So all those in the synagogue, when they heard these things, were filled with wrath, and rose up and thrust Him out of the city; and they led Him to the brow of the hill on which their city was built, that they might throw Him down over the cliff.
Jesus was rejected at Nazareth, the town He spent most of His life living in. His townsmen saw Him “increase in wisdom and stature, and in favor with God and men” (Luk. 2:52). They even marveled at His words and wisdom, knowing He had no formal education or training (Luk. 4:22).
They knew Him as the son of Joseph, but they did not accept Him as the Son of God. They thought themselves deserving of His power and blessing, if He was truly able, as they were His own townsmen and His chosen people. He rebuked them sharply for their disbelief and their entitlement, for though there were many widows in the time of Elijah, he was sent to a Gentile widow rather than to his own people who were starving.
Though there were many lepers in Israel during the time of Elisha, it was a gentile that was healed of his leprosy rather than God’s chosen people. God has shown more compassion at times to a single Gentile than to the multitude of His own people who suffered the same because of their disbelief and faithlessness. Jesus revealed their wickedness to them through His words, and nothing is more offensive to a carnal mind than righteous truth, correction, and rebuke.

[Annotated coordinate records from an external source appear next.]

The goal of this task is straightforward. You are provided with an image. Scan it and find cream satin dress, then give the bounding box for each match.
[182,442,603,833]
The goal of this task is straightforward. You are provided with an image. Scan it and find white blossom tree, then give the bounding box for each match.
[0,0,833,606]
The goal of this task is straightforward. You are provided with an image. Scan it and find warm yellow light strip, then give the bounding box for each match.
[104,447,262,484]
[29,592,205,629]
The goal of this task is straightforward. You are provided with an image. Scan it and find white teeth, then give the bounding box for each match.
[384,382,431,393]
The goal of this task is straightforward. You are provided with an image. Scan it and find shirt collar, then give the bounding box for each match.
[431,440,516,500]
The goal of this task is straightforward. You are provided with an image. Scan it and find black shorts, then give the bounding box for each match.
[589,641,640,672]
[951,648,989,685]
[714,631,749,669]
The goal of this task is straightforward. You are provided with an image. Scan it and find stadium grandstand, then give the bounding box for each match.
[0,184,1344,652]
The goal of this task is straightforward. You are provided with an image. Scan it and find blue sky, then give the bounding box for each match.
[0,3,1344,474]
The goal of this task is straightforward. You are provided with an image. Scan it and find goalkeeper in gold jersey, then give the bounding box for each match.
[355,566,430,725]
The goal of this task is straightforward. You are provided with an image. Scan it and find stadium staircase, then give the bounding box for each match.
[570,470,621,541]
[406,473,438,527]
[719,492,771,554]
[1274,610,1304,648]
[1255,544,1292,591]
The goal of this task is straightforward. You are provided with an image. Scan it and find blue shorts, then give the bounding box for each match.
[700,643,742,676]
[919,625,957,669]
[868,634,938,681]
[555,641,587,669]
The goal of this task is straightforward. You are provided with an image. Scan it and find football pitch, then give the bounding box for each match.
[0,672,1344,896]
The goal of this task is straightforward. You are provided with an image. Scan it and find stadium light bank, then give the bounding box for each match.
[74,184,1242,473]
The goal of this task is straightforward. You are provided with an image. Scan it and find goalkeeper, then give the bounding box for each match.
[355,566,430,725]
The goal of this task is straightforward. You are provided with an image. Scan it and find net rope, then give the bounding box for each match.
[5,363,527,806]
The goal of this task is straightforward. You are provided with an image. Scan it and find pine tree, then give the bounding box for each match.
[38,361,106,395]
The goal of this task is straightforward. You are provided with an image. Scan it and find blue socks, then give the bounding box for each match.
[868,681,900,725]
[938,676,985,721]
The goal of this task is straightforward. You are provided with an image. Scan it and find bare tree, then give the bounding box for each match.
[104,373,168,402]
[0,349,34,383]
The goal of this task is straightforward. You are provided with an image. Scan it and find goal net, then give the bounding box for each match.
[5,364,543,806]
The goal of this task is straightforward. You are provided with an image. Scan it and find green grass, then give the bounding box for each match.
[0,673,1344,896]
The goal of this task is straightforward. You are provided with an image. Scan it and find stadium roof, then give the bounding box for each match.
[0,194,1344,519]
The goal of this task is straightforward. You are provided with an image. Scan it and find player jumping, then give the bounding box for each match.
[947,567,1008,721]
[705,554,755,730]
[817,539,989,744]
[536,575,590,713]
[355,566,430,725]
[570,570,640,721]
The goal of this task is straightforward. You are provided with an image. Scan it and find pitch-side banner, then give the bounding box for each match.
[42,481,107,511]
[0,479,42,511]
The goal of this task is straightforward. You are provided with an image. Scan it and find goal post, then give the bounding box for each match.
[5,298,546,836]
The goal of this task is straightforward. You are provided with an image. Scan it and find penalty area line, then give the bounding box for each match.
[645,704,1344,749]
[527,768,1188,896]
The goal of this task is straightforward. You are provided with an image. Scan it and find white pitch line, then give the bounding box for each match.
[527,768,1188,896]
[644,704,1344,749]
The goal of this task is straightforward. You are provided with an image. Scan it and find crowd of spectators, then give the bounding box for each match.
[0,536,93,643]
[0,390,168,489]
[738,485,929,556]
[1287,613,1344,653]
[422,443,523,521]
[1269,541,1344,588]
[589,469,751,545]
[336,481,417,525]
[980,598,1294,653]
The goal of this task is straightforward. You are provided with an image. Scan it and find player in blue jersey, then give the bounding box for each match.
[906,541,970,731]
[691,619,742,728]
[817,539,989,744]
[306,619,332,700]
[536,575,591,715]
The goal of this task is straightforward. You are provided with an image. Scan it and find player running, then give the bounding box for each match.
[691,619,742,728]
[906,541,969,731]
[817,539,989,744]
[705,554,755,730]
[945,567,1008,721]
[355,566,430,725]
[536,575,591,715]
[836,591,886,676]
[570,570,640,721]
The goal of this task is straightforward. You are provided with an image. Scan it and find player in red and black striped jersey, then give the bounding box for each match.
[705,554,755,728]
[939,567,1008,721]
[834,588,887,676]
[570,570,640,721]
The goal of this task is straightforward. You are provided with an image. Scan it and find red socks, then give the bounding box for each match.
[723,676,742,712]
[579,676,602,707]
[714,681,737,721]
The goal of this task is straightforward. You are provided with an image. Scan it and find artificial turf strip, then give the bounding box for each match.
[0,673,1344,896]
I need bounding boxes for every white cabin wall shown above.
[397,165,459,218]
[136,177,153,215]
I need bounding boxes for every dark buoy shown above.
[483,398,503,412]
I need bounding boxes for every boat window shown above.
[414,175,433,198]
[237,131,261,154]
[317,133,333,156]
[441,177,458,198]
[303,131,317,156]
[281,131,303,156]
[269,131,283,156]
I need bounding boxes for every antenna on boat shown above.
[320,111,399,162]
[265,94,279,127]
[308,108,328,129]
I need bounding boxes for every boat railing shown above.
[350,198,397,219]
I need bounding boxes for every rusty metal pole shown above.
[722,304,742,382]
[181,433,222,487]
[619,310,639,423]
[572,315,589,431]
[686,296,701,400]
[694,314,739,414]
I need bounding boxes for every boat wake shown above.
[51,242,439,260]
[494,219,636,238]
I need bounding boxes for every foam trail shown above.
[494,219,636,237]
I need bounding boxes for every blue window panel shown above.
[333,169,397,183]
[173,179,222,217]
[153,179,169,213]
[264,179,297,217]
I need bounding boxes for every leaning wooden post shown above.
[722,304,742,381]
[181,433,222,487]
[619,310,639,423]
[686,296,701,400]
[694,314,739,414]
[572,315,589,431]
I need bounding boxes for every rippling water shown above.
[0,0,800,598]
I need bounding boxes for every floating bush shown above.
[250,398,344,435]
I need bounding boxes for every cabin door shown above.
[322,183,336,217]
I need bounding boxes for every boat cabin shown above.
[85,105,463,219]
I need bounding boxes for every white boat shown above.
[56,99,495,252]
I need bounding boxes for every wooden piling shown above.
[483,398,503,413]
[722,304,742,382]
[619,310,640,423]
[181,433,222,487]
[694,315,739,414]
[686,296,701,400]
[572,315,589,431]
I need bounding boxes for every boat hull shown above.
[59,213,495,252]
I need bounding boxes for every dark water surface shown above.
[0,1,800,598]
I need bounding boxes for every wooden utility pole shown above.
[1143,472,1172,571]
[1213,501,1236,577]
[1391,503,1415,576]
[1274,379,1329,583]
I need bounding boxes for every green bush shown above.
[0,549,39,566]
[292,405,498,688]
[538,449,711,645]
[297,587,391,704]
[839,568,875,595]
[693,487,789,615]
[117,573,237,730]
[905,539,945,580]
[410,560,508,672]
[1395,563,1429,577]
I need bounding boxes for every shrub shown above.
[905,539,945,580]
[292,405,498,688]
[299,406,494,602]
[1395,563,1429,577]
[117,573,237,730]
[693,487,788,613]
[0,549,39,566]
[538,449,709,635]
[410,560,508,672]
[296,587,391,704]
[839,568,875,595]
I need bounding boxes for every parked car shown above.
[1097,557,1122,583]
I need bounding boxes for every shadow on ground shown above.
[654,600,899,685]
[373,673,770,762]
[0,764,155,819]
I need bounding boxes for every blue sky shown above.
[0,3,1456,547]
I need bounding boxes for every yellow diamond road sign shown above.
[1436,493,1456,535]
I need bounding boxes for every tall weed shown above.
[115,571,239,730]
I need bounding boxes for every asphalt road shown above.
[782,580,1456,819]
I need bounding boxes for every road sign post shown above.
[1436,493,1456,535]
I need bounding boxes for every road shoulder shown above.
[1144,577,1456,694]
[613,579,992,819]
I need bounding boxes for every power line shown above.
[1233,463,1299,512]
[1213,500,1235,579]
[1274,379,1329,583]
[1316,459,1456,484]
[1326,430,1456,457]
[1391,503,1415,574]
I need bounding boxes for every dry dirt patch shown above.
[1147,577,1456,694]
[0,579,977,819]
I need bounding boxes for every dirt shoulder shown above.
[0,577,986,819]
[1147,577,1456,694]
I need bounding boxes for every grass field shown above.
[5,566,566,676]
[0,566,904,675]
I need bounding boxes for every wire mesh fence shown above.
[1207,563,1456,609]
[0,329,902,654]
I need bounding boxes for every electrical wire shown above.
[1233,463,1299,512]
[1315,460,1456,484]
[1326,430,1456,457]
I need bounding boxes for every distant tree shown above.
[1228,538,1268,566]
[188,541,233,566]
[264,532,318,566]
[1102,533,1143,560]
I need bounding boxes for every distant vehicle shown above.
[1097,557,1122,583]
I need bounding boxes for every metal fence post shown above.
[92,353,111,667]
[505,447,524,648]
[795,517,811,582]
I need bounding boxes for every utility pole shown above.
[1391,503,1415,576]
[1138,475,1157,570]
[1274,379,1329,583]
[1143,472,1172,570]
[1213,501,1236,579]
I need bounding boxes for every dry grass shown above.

Nothing does more to aggravate a carnal mind to wrath than the revealing of their true heart condition. Praise does little to reveal the heart of a person, for even the wicked love those who love them (Matt. 5:46), but a rightful rebuke reveals much. Know this, when a prophet’s difficult message is rejected, so the power of God to bring blessing to the hearers is rejected as well.
Now He did not do many mighty works there because of their unbelief.